Peg loved professional organizations and they loved her back. She started attending the Summer Institute for Intercultural Communication (SIIC) in the late 1970's, first as a participant, then as an intern, and finally as a faculty member. Peg was later appointed as associate director of the Intercultural Communications Institute (ICI) in Portland, OR. Starting while she worked at SU she became a member of NAFSA (the National Association of Foreign Student Advisors) and became active in regional programs and active on national committees, which led to serving on the Board of Directors, which eventuated in her being elected national president in 1995. In that same year, NAFSA sent her to the European Association for International Education (EAIE) where she presented a workshop. Afterward Jeanine Hermans from the Netherlands asked Peggy if she might work with Peggy over the following year and perhaps the two of them could do a program together. This led to Peggy and Jeanine developing their three-day workshop and putting it on every year for 10 years in a different European city each year. Also, as you might guess, Peggy became an active member in EAIE
In 1984 I accepted a position at the Maine Medical Center in Portland, Maine. Peggy groused about having to move and needing to reinvent herself again. We also moved the Intercultural Press to Maine which required a separate truck to carry the books. In Maine she set up the Press in half of a strip mall and hired new staff, all the while continuing her work in NAFSA and ICI. Peggy had been an active member in SIETAR International for many years but while in Maine, she became seriously involved in the division of SIETAR International into its constituent country specific SIETARs, which led to the formation of SIETAR USA. She was a founder and first president of SIETAR USA.

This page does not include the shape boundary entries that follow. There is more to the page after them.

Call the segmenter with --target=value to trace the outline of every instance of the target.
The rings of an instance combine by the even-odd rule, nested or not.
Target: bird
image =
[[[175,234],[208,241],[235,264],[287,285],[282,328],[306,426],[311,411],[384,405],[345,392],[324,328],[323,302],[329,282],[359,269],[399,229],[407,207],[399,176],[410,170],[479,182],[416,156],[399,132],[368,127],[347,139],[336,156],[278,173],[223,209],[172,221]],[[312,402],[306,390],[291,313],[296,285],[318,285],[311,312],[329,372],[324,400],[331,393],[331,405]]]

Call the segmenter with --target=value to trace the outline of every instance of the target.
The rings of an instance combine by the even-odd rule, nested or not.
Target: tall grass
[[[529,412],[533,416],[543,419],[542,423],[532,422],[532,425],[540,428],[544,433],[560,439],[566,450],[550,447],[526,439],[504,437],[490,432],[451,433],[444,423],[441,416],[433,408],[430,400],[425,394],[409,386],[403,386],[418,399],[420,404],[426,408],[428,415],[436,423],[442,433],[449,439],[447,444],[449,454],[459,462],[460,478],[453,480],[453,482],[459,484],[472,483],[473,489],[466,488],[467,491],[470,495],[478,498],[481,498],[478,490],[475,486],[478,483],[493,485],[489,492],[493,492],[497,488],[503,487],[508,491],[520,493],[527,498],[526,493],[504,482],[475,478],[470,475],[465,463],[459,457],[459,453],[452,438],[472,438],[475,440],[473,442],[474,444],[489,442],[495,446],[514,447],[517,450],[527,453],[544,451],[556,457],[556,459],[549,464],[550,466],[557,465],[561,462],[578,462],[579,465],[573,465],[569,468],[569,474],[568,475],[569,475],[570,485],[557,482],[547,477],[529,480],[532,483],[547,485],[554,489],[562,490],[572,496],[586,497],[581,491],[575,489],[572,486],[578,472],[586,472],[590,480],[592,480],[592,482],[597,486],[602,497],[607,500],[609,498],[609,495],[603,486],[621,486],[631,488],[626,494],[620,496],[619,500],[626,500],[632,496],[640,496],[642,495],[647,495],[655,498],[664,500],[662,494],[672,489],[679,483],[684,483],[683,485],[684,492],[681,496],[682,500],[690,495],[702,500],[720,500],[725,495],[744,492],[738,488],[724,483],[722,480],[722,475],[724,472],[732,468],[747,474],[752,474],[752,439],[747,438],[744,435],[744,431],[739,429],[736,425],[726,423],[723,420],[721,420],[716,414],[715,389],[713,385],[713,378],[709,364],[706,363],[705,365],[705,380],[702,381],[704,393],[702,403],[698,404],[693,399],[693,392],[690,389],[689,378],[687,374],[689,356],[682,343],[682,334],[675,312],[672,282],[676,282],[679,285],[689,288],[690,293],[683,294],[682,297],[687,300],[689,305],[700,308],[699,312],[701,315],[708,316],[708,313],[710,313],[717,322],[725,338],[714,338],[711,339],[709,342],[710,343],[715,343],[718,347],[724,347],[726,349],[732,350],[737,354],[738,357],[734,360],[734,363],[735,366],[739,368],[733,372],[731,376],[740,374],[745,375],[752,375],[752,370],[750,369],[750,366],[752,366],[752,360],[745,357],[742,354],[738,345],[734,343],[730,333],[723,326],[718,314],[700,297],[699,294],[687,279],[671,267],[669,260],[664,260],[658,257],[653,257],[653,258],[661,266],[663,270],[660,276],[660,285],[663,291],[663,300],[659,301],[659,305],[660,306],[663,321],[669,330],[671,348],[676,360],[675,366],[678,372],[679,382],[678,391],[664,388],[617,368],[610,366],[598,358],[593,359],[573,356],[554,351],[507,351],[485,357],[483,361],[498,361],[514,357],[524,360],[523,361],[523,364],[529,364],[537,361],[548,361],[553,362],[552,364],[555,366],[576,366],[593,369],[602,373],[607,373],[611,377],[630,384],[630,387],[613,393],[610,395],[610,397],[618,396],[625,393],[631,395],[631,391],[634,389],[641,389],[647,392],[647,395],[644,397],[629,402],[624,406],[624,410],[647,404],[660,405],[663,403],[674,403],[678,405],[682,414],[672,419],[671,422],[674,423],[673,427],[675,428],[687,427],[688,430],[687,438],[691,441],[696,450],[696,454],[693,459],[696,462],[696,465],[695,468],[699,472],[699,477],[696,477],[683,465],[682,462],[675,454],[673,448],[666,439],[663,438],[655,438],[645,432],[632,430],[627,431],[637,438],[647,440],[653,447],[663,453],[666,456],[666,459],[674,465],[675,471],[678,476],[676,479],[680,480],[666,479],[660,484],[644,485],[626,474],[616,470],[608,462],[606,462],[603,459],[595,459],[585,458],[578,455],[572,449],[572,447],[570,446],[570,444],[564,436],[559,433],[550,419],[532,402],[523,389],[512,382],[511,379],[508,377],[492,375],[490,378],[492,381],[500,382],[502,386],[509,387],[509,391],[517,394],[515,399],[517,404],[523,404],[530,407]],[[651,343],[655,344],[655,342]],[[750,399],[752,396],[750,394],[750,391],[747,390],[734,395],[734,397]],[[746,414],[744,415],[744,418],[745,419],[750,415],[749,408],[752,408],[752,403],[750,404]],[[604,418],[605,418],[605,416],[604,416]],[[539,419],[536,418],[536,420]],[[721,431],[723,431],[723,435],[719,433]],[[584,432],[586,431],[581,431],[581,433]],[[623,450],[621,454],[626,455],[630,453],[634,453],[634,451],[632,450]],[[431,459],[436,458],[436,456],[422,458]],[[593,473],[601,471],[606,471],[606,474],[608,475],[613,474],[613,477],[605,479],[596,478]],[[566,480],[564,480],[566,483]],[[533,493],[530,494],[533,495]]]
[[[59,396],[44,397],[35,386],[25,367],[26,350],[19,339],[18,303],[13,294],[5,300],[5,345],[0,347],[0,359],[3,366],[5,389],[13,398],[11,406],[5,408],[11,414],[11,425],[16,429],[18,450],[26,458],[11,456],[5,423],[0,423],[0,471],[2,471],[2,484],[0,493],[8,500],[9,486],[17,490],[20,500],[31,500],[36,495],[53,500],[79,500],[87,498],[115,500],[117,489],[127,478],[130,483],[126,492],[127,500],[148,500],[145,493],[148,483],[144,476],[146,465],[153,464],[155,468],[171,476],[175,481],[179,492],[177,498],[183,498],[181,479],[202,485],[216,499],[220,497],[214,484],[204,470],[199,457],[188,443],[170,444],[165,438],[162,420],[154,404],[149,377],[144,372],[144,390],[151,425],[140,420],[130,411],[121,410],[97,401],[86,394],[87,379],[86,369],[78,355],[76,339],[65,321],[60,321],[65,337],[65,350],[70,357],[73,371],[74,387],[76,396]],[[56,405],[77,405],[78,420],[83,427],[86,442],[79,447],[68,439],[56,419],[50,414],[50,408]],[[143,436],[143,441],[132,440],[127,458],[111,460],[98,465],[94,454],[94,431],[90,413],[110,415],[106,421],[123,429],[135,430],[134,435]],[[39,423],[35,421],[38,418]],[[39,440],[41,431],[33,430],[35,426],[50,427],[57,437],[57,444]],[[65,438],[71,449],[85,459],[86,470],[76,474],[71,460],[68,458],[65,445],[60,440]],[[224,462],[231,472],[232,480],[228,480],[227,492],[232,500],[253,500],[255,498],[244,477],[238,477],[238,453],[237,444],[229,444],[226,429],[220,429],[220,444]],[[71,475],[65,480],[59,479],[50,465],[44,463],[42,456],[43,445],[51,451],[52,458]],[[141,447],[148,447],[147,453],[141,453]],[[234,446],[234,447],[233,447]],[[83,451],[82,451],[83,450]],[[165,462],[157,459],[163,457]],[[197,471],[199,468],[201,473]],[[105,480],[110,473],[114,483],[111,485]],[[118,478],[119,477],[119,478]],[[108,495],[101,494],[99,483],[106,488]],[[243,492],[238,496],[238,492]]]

Then she was asked to work with the International Partnership for Service Learning (IPSL) where she became a Board member and then president of the Board. In Maine she also moved into community service becoming president of the Board for the Portland Stage Company, a professional theatre who hired actors in New York City; president of the World Affairs Council of Maine and active on the Board of the Spurwink Schools for developmentally-challenged young people These schools trained young people for employment in businesses at large
In 2009 Peggy had a stroke following which she felt she no longer could keep up the pace for her usual activities. Over the ensuing 10 years, her health gradually deteriorated and she died just before Christmas, December 22, 2019. She is survived by her husband of 65 years, three children: Carrie, Rob and James, four grandchildren: Darryl, Ambre, Kira, and Ethan and two great grandchildren: Arthur, and Francis.